Ruf nach mehr Sprachförderung

Volksschüler liegen bei einem bundesweiten Test im hinteren Feld. Laut Pflichtschullehrervertreter fehlt Personal für Sprachförderung.
Schwarzach Die Ergebnisse der Schülerinnen und Schüler in Vorarlbergs Volksschulen haben sich zwar verbessert, dennoch besteht weiterhin Aufholbedarf. Das zeigt ein bundesweiter Kompetenztest des Bildungsministeriums, über den die VN berichteten. Im Rechnen und Lesen landeten die Kinder im Bundesvergleich auf dem vorletzten Platz – nur Wien schnitt schlechter ab. Pflichtschullehrervertreter Alexander Frick betont, dass vor allem Personal für die Sprachförderung fehle.
Aufgrund Ihrer Datenschutzeinstellungen wird an dieser Stelle kein Inhalt von APA Livecenter angezeigt.

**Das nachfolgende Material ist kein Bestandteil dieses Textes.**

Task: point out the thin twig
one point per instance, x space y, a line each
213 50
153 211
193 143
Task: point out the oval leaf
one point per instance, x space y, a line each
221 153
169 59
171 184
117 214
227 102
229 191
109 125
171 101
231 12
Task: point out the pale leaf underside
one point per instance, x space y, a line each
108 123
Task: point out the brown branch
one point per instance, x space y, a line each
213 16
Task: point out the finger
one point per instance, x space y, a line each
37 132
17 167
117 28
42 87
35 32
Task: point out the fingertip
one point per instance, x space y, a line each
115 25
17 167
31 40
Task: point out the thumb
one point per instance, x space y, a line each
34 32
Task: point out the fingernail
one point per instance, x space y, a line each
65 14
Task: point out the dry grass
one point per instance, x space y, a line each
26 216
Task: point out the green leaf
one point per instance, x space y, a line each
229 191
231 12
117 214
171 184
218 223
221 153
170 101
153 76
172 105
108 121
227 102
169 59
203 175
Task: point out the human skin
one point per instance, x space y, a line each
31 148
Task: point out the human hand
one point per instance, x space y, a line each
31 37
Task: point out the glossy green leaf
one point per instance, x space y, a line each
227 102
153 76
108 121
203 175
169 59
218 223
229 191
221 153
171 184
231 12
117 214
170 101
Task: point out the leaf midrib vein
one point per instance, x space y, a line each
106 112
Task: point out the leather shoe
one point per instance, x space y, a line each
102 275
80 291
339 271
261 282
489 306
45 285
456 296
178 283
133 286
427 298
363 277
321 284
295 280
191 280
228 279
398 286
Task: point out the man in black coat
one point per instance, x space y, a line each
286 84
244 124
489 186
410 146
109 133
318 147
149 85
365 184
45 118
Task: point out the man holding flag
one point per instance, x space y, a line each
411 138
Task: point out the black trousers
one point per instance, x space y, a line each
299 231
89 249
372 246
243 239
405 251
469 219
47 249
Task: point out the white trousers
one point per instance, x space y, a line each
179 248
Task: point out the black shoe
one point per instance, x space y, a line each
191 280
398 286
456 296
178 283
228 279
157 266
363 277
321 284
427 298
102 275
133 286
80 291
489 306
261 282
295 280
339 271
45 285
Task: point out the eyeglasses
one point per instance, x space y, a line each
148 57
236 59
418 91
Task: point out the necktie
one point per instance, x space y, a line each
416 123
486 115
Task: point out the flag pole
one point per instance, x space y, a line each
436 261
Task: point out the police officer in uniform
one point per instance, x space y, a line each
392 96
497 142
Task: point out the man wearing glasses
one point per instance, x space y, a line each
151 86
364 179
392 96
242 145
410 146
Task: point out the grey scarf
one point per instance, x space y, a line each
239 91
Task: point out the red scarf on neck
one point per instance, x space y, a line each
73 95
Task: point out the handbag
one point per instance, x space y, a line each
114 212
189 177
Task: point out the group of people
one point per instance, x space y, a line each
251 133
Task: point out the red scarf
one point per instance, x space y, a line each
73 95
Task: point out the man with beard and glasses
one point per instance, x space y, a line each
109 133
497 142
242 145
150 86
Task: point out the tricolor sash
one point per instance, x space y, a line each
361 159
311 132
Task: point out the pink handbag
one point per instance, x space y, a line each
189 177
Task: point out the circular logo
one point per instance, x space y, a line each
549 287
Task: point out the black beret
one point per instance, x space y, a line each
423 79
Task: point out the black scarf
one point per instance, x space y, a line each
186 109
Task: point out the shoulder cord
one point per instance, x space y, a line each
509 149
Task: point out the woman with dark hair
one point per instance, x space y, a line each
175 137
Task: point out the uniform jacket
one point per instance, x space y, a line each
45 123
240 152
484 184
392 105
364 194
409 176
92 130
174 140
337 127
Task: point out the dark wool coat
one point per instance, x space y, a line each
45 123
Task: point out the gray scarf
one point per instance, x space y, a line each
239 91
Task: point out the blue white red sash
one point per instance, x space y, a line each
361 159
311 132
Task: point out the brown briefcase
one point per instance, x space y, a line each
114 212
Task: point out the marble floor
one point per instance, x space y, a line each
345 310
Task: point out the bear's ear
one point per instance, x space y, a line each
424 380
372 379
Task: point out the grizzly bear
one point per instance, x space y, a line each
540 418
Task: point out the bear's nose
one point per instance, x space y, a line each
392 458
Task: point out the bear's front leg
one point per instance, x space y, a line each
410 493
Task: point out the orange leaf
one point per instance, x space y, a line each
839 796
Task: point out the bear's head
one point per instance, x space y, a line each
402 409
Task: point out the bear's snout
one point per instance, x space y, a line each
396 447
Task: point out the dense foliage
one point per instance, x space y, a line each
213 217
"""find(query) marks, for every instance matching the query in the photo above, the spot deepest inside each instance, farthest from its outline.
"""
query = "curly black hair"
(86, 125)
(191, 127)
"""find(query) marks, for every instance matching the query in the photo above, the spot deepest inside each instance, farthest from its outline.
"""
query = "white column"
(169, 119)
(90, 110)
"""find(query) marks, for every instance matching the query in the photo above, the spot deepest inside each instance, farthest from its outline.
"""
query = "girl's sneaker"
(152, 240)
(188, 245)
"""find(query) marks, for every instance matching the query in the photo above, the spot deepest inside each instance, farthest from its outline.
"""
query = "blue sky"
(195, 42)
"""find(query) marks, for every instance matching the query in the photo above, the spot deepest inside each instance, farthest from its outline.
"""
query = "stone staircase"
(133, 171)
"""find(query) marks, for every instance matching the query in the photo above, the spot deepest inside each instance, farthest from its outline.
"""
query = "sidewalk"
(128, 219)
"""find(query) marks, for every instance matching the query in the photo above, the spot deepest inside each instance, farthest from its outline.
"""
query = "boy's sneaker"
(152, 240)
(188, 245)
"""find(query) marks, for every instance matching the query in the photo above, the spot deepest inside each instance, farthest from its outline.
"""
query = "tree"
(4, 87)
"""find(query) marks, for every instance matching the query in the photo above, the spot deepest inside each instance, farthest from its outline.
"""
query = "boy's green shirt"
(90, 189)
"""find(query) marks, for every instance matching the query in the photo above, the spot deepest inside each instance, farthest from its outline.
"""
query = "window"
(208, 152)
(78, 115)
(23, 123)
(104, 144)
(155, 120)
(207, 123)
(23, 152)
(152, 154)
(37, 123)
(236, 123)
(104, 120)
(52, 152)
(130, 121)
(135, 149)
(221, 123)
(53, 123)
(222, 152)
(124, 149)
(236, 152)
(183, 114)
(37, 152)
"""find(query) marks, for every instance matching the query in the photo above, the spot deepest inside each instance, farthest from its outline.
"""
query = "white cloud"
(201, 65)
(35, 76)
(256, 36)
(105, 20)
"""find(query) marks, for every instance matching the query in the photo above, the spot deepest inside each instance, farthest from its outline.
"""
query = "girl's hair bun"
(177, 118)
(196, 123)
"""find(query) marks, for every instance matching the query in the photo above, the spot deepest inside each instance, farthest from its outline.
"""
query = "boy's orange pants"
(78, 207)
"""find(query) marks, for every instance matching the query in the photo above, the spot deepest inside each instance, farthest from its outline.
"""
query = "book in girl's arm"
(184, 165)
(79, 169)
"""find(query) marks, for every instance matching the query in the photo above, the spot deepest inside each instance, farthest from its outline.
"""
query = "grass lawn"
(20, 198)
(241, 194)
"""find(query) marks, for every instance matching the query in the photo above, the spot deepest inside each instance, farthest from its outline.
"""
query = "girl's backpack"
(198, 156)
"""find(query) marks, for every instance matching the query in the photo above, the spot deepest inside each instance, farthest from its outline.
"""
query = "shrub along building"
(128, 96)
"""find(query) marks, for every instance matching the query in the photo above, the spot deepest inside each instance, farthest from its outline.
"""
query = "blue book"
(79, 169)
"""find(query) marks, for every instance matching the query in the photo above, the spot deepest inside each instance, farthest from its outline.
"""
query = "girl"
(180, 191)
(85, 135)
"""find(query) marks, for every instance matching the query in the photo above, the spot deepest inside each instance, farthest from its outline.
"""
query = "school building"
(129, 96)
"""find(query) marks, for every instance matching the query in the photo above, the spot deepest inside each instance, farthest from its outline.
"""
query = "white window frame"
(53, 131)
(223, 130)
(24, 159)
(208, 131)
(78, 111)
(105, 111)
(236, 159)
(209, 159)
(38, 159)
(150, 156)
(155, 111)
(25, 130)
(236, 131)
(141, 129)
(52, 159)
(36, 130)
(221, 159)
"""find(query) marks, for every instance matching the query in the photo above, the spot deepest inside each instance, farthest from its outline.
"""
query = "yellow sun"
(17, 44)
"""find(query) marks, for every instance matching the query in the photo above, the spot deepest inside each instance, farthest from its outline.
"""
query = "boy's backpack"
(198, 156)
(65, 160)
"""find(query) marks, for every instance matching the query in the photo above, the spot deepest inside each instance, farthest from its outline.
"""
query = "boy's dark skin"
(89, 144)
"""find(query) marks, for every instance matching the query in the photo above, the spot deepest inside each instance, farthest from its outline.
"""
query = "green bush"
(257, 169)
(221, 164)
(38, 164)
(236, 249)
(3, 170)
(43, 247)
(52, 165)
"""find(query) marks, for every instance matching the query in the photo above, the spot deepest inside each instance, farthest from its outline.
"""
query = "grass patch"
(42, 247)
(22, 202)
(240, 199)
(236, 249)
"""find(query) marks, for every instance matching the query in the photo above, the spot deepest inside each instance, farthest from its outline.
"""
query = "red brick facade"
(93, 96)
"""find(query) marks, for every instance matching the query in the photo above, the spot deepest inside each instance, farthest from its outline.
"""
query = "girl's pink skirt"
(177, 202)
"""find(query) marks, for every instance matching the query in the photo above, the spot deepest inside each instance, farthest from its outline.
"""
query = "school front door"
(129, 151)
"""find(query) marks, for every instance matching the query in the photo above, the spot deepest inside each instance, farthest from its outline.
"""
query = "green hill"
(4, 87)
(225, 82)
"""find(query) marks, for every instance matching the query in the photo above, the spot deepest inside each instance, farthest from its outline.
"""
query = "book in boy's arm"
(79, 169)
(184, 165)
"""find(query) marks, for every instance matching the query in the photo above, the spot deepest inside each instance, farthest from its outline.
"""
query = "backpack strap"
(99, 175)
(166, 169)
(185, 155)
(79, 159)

Denn es erreichten zwar 81 Prozent der Volksschüler und -schülerinnen die Bildungsstandards bei Mathematik. Bei Deutsch waren es allerdings nur noch 55 Prozent, bei weiteren 28 Prozent wurden die Standards “teilweise erreicht”. Basis der Auswertung ist die “Individuelle Kompetenzmessung Plus”, kurz iKM+. Dafür werden Ergebnisse der Kinder der vierten Schulstufe untersucht. “Vorarlbergs Ergebnisse in der iKM+-Testung sind Ausdruck von wachsender Heterogenität, steigenden sozialen Herausforderungen und zu wenig Ressourcen für sprachliche Frühförderung”, sagt Frick. Er ergänzt: “Es gibt nicht genug Personal, gerade bei steigenden Anforderungen in der Sprachförderung.”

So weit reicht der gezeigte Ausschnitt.